The news was confirmed by Aviva Asia this morning.
The deal will see a transfer of the four-fifths of a stake in one of Asia’s largest advisory firms that Aviva Asia doesn’t already own from Australia’s CentrePoint Alliance, which had been held through its parent company.
In addition to Singapore, PIAS has operations in Australia, Malaysia and New Zealand.
David Bellingham, chief executive officer, director and responsible officer for PIAS Singapore, said there will be “no changes” in the way that PIAS operates.
It will remain “committed to unbiased advice, utilising the best products in the market, from a broad range of providers", he said.
“Advisers’ professionalism will be supported and enhanced.”
Bellingham said PIAS officials were “delighted to have the backing of a global group such as Aviva”, which he noted would give the advisory firm access to greater support, infrastructure, financial security and global expertise.
This in turn would enable it to look after its customers better, he added.
Instantly enlarged footprint
As reported, the deal, which had been conditionally expected to be completed by the end of October, gives the FTSE 100-listed, UK-based Aviva an instantly-enlarged presence in Singapore – a booming retail insurance market – while enabling Centrepoint to shed a non-core operation.

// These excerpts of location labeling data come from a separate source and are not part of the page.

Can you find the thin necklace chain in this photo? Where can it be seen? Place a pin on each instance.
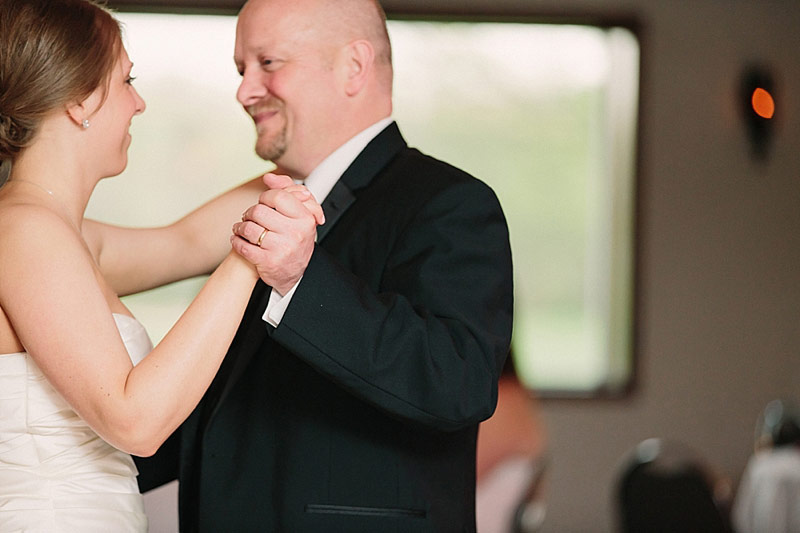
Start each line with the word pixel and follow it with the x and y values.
pixel 62 207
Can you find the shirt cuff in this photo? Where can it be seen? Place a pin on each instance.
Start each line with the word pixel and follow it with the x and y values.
pixel 276 307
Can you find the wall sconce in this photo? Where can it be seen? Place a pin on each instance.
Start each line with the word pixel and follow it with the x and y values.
pixel 758 102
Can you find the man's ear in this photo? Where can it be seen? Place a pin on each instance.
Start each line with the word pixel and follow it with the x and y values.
pixel 359 57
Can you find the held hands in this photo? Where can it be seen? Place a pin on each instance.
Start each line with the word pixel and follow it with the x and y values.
pixel 277 234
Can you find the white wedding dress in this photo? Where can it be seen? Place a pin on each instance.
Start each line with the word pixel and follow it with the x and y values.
pixel 56 474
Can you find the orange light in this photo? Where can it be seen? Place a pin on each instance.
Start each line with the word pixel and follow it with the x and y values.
pixel 763 104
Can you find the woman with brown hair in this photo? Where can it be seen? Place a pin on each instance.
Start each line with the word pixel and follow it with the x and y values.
pixel 81 386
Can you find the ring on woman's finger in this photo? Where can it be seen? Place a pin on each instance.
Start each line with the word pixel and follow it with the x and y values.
pixel 261 238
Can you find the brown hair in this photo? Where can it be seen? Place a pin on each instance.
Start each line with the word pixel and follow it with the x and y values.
pixel 52 53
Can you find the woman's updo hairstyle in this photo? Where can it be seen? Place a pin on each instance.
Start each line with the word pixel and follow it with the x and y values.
pixel 52 53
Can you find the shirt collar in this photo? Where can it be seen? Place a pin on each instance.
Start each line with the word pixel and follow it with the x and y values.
pixel 327 173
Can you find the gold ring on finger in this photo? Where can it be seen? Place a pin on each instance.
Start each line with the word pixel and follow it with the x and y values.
pixel 261 238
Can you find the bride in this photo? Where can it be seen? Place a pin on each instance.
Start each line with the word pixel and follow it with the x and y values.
pixel 81 386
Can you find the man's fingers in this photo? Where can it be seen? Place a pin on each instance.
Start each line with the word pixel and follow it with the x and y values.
pixel 277 181
pixel 250 231
pixel 284 203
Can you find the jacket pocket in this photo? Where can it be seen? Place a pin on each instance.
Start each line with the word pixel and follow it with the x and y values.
pixel 350 510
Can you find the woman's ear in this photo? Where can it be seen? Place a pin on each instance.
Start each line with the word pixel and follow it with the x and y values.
pixel 359 63
pixel 80 112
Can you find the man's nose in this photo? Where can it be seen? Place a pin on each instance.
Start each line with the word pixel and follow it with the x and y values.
pixel 252 88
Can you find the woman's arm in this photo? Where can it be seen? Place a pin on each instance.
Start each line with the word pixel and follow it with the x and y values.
pixel 137 259
pixel 61 308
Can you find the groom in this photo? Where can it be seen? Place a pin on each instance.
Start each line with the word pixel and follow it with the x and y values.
pixel 350 398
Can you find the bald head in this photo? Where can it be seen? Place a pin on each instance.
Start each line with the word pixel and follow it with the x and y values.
pixel 314 74
pixel 338 22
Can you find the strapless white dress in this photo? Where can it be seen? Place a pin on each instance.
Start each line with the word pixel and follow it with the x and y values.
pixel 56 474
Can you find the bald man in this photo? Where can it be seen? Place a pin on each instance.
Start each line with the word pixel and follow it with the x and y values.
pixel 350 398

The exact value of the Aviva bid for PIAS is difficult to estimate, since it is complex and involves share swaps, cash, and Centrepoint shares of unspecified value.
PIAS is said to employ more than 330 licensed financial advisers in Singapore, and to look after almost 50,000 clients. Most of its business involves catering for locals, with expatriates accounting for around 10%, in terms of client numbers.
Centrepoint acquired Professional Investment Holdings (PIH), PIAS’s parent, in December 2010.